Function evaluation for cataract IF a homebound patient is diagnosed with a cataract, THEN assessment of visual function with respect to his or her ability to perform needed or desired activities should be performed every 12 months.

Macular degeneration evaluation IF a homebound patient with age-related macular degeneration has a new-onset change in vision, THEN he or she should have a dilated retinal examination of the affected eye within 3 days.

Diabetic retinopathy IF a homebound patient with diabetes has a retinal examination, THEN the presence and/or degree of diabetic retinopathy should be documented. IF a homebound patient has proliferative diabetic retinopathy, THEN a dilated eye examination should be performed at least every 4 months.

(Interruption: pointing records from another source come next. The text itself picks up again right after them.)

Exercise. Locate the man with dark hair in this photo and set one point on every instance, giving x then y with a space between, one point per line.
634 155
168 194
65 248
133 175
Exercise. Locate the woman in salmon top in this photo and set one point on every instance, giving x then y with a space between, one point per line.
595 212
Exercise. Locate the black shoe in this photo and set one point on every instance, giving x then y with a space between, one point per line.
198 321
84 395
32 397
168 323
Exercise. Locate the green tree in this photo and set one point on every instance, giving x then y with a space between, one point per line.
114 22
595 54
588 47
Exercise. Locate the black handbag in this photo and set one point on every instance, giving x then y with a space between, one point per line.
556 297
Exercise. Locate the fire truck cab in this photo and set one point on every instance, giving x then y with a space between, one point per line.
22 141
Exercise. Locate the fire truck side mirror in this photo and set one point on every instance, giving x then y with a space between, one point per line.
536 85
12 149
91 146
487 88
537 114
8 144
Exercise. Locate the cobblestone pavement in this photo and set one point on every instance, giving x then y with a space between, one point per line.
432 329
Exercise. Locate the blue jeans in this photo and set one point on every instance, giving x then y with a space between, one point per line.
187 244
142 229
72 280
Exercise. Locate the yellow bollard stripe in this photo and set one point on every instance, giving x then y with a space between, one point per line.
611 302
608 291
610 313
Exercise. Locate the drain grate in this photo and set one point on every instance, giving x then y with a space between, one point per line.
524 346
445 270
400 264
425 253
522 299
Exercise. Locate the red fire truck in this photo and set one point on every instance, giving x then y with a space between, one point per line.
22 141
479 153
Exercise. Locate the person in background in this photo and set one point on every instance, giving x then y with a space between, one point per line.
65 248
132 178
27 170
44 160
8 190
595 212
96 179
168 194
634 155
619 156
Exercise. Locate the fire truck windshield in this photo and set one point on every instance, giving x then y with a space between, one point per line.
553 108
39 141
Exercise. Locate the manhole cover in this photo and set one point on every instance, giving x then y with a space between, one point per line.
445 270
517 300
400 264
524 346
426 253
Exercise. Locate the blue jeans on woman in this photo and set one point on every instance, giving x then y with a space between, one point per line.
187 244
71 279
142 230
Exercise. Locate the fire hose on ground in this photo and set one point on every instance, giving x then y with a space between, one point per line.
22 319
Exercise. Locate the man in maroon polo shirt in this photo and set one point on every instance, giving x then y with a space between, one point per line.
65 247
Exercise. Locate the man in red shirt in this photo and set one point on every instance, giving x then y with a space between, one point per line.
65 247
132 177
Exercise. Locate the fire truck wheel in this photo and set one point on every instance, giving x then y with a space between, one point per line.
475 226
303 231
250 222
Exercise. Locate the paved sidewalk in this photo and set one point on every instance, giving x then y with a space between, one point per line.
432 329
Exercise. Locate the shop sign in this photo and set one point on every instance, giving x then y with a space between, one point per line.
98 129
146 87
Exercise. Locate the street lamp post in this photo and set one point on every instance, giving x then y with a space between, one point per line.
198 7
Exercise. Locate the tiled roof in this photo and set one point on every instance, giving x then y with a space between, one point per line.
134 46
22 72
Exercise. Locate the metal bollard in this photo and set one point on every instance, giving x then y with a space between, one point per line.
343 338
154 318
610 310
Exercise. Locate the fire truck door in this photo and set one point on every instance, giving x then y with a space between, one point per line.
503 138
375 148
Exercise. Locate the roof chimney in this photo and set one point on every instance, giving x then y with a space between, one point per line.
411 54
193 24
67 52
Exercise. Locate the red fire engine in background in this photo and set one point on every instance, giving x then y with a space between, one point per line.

Macular edema IF a homebound patient with diabetes is diagnosed with macular edema, THEN a dilated eye examination should be performed at least every 6 months.

Cataract extraction IF a homebound patient is diagnosed with a cataract that limits the patient's ability to perform needed or desired activities, THEN cataract extraction should be offered.

Cataract surgery follow-up IF a homebound patient undergoes cataract surgery, THEN a follow-up ocular examination should occur within 48 hours and re-examination should occur within 3 months.

Continuity of ocular therapy IF a homebound patient who has been prescribed an ocular therapeutic regimen becomes hospitalized, THEN the regimen should be administered in the hospital unless discontinued by an ophthalmologic consultant.

* ACE = angiotensin-converting enzyme; AUDIT = Alcohol Use Disorders Identification Test; COX = cyclooxygenase; CT = computed tomography; DSM-IV = Diagnostic and Statistical Manual of Mental Disorders, Fourth Edition; HDL = high-density lipoprotein; INR = international normalized ratio; LDL = low-density lipoprotein; MAOI = monoamine oxidase inhibitor; MRI = magnetic resonance imaging; NSAID = nonsteroidal anti-inflammatory drug.